El señor Paolo guardaba silencio; sus ojos saltaban del uno al otro.
- ¿No será que estamos de nuevo con el follón del 58? -El mayordomo había ido al quid de la cuestión, el verano de la discordia entre marido y mujer a propósito del internado de Stefano, y no sólo por eso.
Gaspare frunció las comisuras de los labios, como si dudara.
El señor Antonino Cicero no cejaba:
- Desde luego, la baronesa parecía hoy contrariada.
Gaspare y el señor Paolo cogieron de nuevo sus vasos. Antonino se dio cuenta de que aquellos dos no soltarían prenda, al menos esa noche, y apuró de un trago el marsala.
El señor Paolo aprovechó la ocasión para preguntar:
- Entonces, dígame, señor Nino, ¿qué hacemos con este horrible gobierno?
El señor Antonino tenía la respuesta lista:
- Mal, pero que muy mal estamos, peor no podríamos estar.
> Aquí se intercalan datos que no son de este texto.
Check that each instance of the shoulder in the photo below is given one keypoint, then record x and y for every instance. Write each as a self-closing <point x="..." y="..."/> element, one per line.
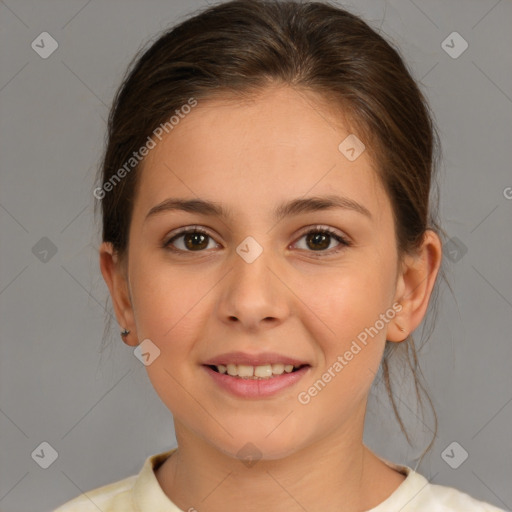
<point x="417" y="494"/>
<point x="440" y="498"/>
<point x="450" y="499"/>
<point x="131" y="494"/>
<point x="108" y="498"/>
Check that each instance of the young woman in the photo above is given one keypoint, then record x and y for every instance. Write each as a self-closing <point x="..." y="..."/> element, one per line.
<point x="267" y="241"/>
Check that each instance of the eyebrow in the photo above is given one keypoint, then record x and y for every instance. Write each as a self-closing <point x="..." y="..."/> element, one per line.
<point x="293" y="207"/>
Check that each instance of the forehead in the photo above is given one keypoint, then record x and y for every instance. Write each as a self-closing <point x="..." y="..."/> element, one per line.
<point x="259" y="151"/>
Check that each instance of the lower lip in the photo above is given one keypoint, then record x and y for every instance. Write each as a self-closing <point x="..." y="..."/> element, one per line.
<point x="256" y="388"/>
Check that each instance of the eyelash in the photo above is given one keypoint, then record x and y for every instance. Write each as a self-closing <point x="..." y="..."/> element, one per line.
<point x="313" y="230"/>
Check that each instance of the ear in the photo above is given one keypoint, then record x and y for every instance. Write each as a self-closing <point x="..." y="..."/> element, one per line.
<point x="415" y="283"/>
<point x="114" y="273"/>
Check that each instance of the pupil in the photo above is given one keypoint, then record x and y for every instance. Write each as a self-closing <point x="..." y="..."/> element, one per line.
<point x="191" y="238"/>
<point x="319" y="238"/>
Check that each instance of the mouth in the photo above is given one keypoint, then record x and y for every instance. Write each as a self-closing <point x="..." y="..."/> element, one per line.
<point x="260" y="372"/>
<point x="255" y="376"/>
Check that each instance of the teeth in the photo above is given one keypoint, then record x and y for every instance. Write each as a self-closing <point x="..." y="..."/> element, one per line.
<point x="245" y="371"/>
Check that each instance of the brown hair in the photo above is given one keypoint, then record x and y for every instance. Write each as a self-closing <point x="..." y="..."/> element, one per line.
<point x="241" y="47"/>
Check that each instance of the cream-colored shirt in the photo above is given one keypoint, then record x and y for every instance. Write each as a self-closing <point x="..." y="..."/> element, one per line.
<point x="142" y="493"/>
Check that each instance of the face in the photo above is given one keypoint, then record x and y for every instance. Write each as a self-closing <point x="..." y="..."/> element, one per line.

La revuelta se acerca.
- ¡Lo que nos faltaba! -exclamó el cochero-. ¡Y con los chiquillos en casa! ¿El baroncito lo sabía?
- Tenía que haber dejado a la familia en Sarentini -dijo lacónicamente el otro-. A menos que no haya otro motivo especialísimo para venir aquí a toda prisa. Pero visto que no me lo queréis contar, ¿sabéis lo que os digo? Vámonos a dormir, que es tarde y estamos todos agotados.
La revuelta popular estalló en Palermo exactamente una semana después de la llegada de los Safamita y atormentó a la ciudad durante siete días y medio, desde la noche del sábado 15 de septiembre hasta la tarde del sábado siguiente. Jamás quedó claro qué partido la había instigado y, no sabiendo cómo llamarla, pasó a la historia como «la revuelta del Siete y Medio».
El palacio Safamita y sus habitantes no sufrieron daños, pero Caterina Safamita, en quien había permanecido vivido el recuerdo de la Revolución de 1848, quedó traumatizada. Vivió momentos de ansiedad indecible. La situación llegó a cobrar visos de tragedia cuando se supo que Stefano, llevado por la curiosidad, había huido del internado y había sido dado por desaparecido. Los Safamita soltaron por las calles de Palermo a guardas y personal de servicio con la orden de entrar en los edificios saqueados, penetrar en los bajos fondos y deambular por figones, tascas y hasta burdeles, en busca del muchacho.
Lo encontraron precisamente en una taberna de los barrios bajos, sano y salvo pero borracho. Se había refugiado en ella, atemorizado, y había permanecido como huésped -o secuestrado por el vinatero, no estaba claro- tras agotar allí todo su dinero. Había dado en prenda su reloj de oro para pagar el alojamiento y el vino para él y para los demás: en efecto, Stefano había invitado a beber a la chusma que frecuentaba el figón, según decía, para aquietarlos y salvar el pellejo. Su madre lo acogió con los brazos abiertos, agradecida por volver a verlo ileso. Le perdonó las penas que le había causado y apenas le hizo reproches. Su padre se encerró con él en el despacho y se dijeron demasiadas palabras, demasiadas verdades. Stefano luchó y se encontró frente a un rival que le castigó injustamente y lo humilló como hijo y como hombre. Domenico Safamita salió con todo su orgullo intacto y con un sentimiento de vergüenza que lo atormentaría hasta su muerte.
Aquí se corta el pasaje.